The federal judge overseeing a mountain of military earplug litigation against 3M has ordered the company and plaintiffs to reacommence settlement talks.

The ruling comes after 3M failed last week to move resolution of more than 220,000 military earplug cases from a U.S. District Court in Florida to a bankruptcy court. Plaintiffs — all active or retired military members — claim the earplugs were defective, causing hearing damage.

Within 30 days, attorneys for 3M and plaintiffs must attend a multi-day mediation session held by a court-appointed special master, said a Tuesday order from Casey Rodgers, the U.S. District Court judge in northern Florida presiding over the military earplug lawsuits.

The time "could not be riper" for a mediated settlement, Rodgers wrote. "This is in everyone's best interests."

Both parties must operate in "good faith," she added.

Rodgers had ordered a mediation session in mid-July, but it went nowhere. In late July — after 3M tried initiated its bankruptcy court gambit— Rodgers said she would look into whether 3M "proceeded in good faith" during the earlier mediation.

Maplewood-based 3M put its Aearo Technologies subsidiary into Chapter 11 bankruptcy protection, automatically freezing litigation against Aearo. The subsidiary is also named as a defendant in the earplug suits against 3M.

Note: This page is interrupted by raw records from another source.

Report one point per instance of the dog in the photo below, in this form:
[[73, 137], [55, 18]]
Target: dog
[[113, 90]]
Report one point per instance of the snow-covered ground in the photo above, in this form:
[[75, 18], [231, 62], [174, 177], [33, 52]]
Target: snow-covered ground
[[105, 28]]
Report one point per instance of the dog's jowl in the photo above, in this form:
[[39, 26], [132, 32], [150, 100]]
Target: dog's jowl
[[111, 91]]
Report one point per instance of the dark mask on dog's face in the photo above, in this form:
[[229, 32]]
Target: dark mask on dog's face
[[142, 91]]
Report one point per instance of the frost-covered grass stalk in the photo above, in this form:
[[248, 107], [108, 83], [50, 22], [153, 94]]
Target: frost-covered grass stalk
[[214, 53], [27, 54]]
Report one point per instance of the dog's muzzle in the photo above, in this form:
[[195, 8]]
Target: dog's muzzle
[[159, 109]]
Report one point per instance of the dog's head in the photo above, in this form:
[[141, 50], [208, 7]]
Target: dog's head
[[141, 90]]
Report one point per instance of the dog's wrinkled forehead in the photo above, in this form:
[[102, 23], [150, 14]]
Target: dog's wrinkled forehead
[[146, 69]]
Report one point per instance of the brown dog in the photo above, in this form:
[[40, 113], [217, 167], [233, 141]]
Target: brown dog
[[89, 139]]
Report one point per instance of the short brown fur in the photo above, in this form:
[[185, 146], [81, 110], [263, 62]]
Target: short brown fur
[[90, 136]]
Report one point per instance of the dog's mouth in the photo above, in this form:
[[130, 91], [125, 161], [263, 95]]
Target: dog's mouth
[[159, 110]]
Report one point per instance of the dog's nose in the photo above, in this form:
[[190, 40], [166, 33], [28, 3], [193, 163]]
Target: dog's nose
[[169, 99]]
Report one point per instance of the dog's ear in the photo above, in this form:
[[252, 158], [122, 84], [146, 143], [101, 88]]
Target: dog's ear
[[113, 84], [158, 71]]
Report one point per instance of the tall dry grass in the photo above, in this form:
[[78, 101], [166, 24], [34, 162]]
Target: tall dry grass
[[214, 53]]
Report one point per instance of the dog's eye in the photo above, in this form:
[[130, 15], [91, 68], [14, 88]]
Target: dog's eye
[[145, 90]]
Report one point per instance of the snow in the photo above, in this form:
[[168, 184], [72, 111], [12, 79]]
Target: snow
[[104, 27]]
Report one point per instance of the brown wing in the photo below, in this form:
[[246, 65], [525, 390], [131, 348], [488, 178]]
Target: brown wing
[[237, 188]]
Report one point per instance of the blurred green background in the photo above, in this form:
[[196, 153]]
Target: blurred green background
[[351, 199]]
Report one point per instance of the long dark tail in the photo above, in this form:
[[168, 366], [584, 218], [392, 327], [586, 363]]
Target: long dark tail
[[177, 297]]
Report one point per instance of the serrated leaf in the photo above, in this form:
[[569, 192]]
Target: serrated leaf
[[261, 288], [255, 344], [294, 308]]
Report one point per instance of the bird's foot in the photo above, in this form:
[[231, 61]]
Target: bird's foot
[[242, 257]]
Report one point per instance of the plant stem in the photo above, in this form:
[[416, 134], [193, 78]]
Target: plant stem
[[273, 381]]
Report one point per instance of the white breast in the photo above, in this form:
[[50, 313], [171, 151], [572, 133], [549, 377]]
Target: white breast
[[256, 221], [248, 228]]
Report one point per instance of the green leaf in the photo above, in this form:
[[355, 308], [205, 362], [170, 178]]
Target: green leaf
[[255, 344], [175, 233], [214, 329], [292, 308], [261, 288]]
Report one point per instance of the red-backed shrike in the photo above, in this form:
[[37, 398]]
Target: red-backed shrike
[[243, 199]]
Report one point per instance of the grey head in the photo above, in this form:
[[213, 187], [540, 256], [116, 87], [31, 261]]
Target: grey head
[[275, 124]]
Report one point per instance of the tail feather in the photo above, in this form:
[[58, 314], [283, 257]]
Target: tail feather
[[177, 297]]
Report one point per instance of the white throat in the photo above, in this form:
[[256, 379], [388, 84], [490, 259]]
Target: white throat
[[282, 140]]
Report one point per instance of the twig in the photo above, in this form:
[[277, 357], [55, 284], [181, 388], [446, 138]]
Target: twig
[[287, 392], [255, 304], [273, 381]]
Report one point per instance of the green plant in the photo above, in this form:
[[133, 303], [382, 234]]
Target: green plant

Aearo asked the U.S. Bankruptcy Court in Indianapolis to extend the litigation freeze — or "automatic stay" — to 3M itself, a controversial move. Settling the earplug cases in bankruptcy court would likely be less costly for 3M, and would avoid thousands of jury trials in federal court.

But on Friday, U.S. Bankruptcy Court Judge Jeffrey Graham in the Southern District of Indiana declined to extend the litigation freeze to 3M. That decision will be appealed, but for now the next move for the lawsuits is back in Rodgers' court.

And after "significant developments" in the earplug case over the past month, "both sides are now highly motivated and committed" to reaching a settlement, Rodgers wrote Tuesday.

The wave of lawsuits against 3M came after the company in 2018 settled a government whistleblower suit regarding the earplugs. It claimed Aearo, which 3M bought in 2007, knew about "dangerous design defects" in its earplugs in 2000.

The military earplug suits were roped together in a "multi-district litigation" — or MDL — case presided over by Rodgers. MDLs are used in the federal court system for complex product liability matters with many separate claims.

The earplug litigation is the largest MDL ever; 3M has said it is "broken beyond repair."

MDLs commonly feature bellwether trials that are supposed to set a tone for settling all claims. Plaintiffs won 10 of 16 earplug bellwether cases against 3M; juries awarded them nearly $300 million.

Stock analysts have estimated 3M's total earplug liabilities could be in the tens of billions of dollars.